What happened to Blair was likely accident; the mind, busy assembling bits of information, incorrectly categorizing what was witnessed first hand with what was witnessed only on video. In contrast to Blair, author James Frey acknowledged that he fabricated details in his memoir, A Million Little Pieces.
Authors who intend to deceive, who publish fiction but call it fact and memoir, are at the core of The Thieves of Manhattan. The main character is Ian Minot, a struggling young writer in New York. Struggling so long, in fact, that he fears success will not arrive for him. Ian is also frustrated with seeing the success of authors he believes to be phonies. Nonetheless, when Ian finds himself low on cash and desperate, he soon agrees to get involved in a strange project: Authoring a fake memoir.

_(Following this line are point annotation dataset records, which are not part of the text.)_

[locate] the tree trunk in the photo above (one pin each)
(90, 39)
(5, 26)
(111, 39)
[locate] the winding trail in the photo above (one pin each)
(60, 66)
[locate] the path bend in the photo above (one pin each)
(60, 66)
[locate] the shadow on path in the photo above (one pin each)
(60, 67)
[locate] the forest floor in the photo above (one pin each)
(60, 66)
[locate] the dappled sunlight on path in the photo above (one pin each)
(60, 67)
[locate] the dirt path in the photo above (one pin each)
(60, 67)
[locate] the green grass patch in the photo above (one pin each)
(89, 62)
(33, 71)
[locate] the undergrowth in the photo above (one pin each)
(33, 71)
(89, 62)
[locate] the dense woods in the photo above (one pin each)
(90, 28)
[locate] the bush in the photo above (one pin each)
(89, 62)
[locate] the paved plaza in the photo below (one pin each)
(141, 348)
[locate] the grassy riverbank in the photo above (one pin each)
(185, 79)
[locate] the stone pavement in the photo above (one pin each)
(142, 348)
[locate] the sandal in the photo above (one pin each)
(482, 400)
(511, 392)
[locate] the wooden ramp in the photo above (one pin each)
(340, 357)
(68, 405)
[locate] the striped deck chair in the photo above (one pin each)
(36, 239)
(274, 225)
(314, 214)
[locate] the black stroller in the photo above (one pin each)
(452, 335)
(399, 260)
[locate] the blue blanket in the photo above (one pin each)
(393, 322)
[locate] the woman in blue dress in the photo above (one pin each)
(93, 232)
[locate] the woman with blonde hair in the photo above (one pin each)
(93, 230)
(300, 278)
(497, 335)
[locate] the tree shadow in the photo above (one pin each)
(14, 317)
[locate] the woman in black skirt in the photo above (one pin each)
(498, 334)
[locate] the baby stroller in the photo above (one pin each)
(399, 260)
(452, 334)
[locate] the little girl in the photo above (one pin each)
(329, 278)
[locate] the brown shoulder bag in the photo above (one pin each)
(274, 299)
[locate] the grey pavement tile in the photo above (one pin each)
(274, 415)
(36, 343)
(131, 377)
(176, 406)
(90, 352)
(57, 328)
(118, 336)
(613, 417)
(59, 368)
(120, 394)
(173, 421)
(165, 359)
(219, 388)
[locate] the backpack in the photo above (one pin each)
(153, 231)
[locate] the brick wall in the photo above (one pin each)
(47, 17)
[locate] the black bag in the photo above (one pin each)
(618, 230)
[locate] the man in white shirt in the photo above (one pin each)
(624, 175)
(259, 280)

At this point, The Thieves of Manhattan begins to transform from a quirky but seemingly straightforward read into an increasingly wild story. Midway through the book, as events whirl around Ian, I actually felt my own stomach drop, and several times thought 'uh-oh', followed shortly by 'oh, no!' This novel about truth and art, authors, writing and publishing, morphs into a thriller with a hard-boiled edge to it. Even one of the story's devices, the somewhat irritating slang used by the main character, actually helps to create a noir atmosphere (be advised that there is a glossary in the back of the book to help sort out Ian's slang).
There are many surprises throughout the course of this book. Events that you initially label as either 'truth' or 'lie' don't stay neatly in their category. And that's okay because The Thieves of Manhattan is interesting, clever - - and it is fiction. I recommend you read it.
And that's the truth.
Thieves of Manhattan. Manhattan. NYC. The Big Apple. An apple. Adam and Eve. Original sin. Corruption. Lies. Truth. The Thieves of Manhattan.